The turning point for tourism came with the Livata 2001 SPA company, which in 1976 began building new ski lifts, replacing those made by previous operators in the Livata, Campo dell’Osso, and Monna dell’Orso resorts. Summer tourism effectively began in 1977, when Livata 2001 built the Anello sports center in the Monte Livata plain. Numerous alpine ski races have been held in Livata over the years, organized by ski clubs.

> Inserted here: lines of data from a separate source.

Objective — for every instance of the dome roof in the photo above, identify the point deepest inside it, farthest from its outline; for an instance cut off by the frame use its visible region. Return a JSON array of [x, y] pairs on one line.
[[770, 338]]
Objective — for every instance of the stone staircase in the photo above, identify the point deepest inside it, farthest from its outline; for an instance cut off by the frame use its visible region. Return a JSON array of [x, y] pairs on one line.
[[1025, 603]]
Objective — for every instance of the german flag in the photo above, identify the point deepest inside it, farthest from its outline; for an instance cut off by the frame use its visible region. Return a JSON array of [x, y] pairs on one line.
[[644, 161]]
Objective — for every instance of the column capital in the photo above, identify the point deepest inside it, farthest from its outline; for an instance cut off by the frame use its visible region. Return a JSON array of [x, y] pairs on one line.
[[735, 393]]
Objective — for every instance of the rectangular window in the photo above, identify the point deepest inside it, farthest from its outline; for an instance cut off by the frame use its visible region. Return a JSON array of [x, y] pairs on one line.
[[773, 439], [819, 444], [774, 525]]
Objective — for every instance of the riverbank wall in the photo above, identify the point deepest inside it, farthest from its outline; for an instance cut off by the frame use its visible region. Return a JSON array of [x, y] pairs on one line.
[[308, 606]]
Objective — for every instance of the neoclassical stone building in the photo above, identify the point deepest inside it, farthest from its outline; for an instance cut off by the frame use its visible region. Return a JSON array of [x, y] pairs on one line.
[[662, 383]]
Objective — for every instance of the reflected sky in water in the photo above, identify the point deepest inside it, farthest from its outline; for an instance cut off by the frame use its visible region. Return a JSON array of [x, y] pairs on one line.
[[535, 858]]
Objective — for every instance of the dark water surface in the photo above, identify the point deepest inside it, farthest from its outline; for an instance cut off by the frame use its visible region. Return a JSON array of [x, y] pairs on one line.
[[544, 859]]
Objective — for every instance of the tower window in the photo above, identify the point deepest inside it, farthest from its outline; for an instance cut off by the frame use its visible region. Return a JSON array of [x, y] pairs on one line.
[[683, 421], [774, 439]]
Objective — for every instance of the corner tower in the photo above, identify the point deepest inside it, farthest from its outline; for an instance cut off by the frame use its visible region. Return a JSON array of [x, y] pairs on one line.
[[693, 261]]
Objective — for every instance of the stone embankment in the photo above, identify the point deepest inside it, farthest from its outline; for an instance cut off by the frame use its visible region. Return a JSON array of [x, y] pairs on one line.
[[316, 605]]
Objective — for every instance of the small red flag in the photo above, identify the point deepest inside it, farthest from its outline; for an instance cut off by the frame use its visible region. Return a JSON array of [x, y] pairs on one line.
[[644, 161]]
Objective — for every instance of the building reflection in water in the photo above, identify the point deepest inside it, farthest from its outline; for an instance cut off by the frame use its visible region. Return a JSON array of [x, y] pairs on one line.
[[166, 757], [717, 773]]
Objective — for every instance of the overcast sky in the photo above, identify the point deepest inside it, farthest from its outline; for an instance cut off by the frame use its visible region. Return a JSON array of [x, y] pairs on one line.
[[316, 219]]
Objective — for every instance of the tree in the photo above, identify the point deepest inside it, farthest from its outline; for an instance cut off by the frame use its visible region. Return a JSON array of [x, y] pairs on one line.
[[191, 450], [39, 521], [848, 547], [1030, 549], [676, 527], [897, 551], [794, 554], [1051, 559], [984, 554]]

=== Decline and revival ===
From the early 1980s until the end of the millennium, for the Subiaco mountain, as for other Lazio ski resorts, a slow and inexorable decline began, mainly due to competition from Abruzzo ski resorts (Campo Felice, Ovindoli, Roccaraso), also easily accessible from Rome, equipped with modern and advanced slopes and facilities, compounded by the mismanagement of services (potable water and sewer connections are still lacking today). However, until 2008, the ski lift "La Monna dell’Orso" was in operation, offering visitors five alpine skiing slopes: Del Sole, Dell’Orso, Delle Signore, Nordica, and Topolino. Due to the expiration (repeatedly extended) of the concession, the ski lift had to close to make way for a chairlift, still in operation for tourists. Despite Livata 2001, now an LLC, having presented development projects for the Monna dell’Orso – Campominio ski resort over the years, currently blocked by environmental restrictions and vetoes (since 1983, the Livata resort is part of the Monti Simbruini Regional Natural Park) and recent unprofessional management by the same company, alpine skiing has effectively ceased.

Monte Livata, like all Lazio winter resorts, loses users because the regional environment department's policy has blocked the expansion of alpine skiing and ski areas, causing severe and irreparable damage to the economic and social fabric of Lazio's mountain territories. Livata no longer has ski lifts, as the last cable lifts at La Monna, the only true "attractors" generating reliable cash flows for the Subiaco mountain resort's economy, were closed in 2008. With the closure of the lifts, the alpine ski schools also shut down, and despite the many Subiaco ski instructors, nothing could be done. The latest generation of Subiaco alpine ski instructors now works in Abruzzo or the Alps, in Cortina d’Ampezzo and Madonna di Campiglio.

However, since the 2010s, there seems to be good news on several fronts:

1. At the meeting held among the mayor, entrepreneurs, and apartment owners (public meeting on 14 July 2013), it was reported that the materials from Leitner for the completion of the chairlift would arrive by the end of the month. The deadline was met, and after a brief summer break, assembly work resumed in late August, and the chairlift was inaugurated on 22 December 2013 and will be operational from the 2013/2014 winter season;
2. Work has begun to complete the sewer collectors, and restoration has been completed, with procedures for connecting residential units soon to begin.
3. Funds have been secured from the Lazio Region for the completion of the aqueduct, and the work on the aqueduct (previously started and then interrupted) will soon resume.

It is hoped that the Region will issue a law dedicated to Lazio's ski resorts, respectful of mountain territories and local populations, based on a 360° "sustainability": economic, social, and ecological, to protect the work of the many tourism operators in Lazio's winter resorts.

=== Cycling ===
The climb to Monte Livata from Subiaco has an overall elevation gain of about 1,200 m and average gradients of around 6% over a total length of about 19 km. In 1975, it was the finish line of the second half-stage of the second stage of the Tirreno-Adriatico (Frascati > Monte Livata), with a victory by Italo Zilioli.